Past relevant work and your Social Security Disability claim. Past relevant work is a term of art in the Social Security Disability world. What it means is that the work that you have done for the fifteen years prior to your application. If you can return to the lightest job you have held in the last fifteen years, your Social Security Disability claim will be denied! See how easily you can screw up your Social Security Disability application.

You can make many mistakes in the initial Social Security Disability application but one of the most crucial involves your responses to questions about your past work.

To be eligible for Social Security Disability benefits the Social Security Administration will look at the kind of work you have done in the fifteen years prior to your application. If you can return to the lightest job that you have help in the last fifteen years, the Social Security Administration will deny your claim on the basis that you can return to your “past relevant work”.

The Social Security Administration will also ask whether or not there is a job that exists in the national economy based on your age, education and work history. And the level of physical functioning you are capable of doing.

Many people just screw up their Social Security Disability application because they don’t understand the importance of past relevant work.

What do I mean?

The Social Security Disability application will ask you about the past relevant that you have done by asking you what your “title” was and your job duties.

Many people try to embellish and make their job sound more important than it really was.

So for example, if you were a garbage man to embellish the job you might say you were a “sanitation engineer”. While they may actually be the same jobs, the titles are different and the Social Security Administration will use a book called the Dictionary of Occupation Titles to look up the various job duties. Obviously, an “engineer” is one in which would have many skills that would be transferable to all sorts of different occupations.
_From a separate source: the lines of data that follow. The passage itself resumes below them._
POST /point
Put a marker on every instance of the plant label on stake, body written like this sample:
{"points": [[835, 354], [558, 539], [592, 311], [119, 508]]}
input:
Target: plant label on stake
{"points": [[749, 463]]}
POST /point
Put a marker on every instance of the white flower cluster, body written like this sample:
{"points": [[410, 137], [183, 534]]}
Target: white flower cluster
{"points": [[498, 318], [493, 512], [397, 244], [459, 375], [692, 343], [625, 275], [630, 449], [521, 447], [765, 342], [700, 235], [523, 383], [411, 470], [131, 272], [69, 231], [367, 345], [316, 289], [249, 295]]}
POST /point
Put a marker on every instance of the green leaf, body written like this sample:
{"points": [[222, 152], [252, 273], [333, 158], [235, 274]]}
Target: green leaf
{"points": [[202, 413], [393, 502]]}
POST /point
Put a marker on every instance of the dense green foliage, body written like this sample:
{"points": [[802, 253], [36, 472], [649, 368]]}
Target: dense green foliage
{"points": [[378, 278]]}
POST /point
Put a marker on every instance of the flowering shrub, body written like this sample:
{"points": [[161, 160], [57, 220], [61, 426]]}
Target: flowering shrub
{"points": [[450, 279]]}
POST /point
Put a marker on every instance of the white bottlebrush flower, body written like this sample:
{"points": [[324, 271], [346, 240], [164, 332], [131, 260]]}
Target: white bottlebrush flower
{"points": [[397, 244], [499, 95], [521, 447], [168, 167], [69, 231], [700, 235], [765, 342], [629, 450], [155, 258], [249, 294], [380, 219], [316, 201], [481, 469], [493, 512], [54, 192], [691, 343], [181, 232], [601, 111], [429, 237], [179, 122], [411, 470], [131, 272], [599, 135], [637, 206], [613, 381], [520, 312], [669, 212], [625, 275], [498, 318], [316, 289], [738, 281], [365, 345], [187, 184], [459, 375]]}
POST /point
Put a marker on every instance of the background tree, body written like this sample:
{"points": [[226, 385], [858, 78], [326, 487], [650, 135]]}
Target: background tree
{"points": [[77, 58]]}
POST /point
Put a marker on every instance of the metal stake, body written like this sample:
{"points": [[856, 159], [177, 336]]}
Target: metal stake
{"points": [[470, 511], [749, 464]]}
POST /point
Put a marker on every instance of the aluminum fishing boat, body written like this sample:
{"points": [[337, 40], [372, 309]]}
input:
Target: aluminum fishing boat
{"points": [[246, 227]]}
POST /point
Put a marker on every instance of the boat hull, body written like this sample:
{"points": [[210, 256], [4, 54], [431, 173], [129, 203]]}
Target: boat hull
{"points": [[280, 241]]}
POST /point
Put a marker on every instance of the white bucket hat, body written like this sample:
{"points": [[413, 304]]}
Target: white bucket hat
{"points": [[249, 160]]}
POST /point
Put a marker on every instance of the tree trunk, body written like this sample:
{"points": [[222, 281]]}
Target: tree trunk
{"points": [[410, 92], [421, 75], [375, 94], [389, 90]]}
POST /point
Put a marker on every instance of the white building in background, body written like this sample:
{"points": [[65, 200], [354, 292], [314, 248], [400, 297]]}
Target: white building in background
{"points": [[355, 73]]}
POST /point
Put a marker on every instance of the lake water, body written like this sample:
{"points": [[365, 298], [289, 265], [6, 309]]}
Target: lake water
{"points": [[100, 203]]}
You’d be able to calculate things, organize things, do drawings. On the other hand, a garbage collector gets on and off his garbage truck, picks up garbage cans and disposes the garbage and returns them to the street. There is a world of difference between those two jobs.

So, one of the first and foremost mistakes you can make is embellishing your job title. That can come back and bite you because the Social Security Administration will find if you have been an engineer, that you have transferable skills and that alone is grounds to deny your claim for Social Security Disability benefits.

At Cavey and Barrett, your Tampa Social Security Disability attorneys, we urge you to be honest. Honest with what your job title was and your job duties. Accurately describe your job duties, your supervisor responsibilities, if any, and the physical requirements of your job.

Don’t make yourself out to be superman. An inaccurate description of your past relevant work will be kryptonite to your Social Security Disability claim.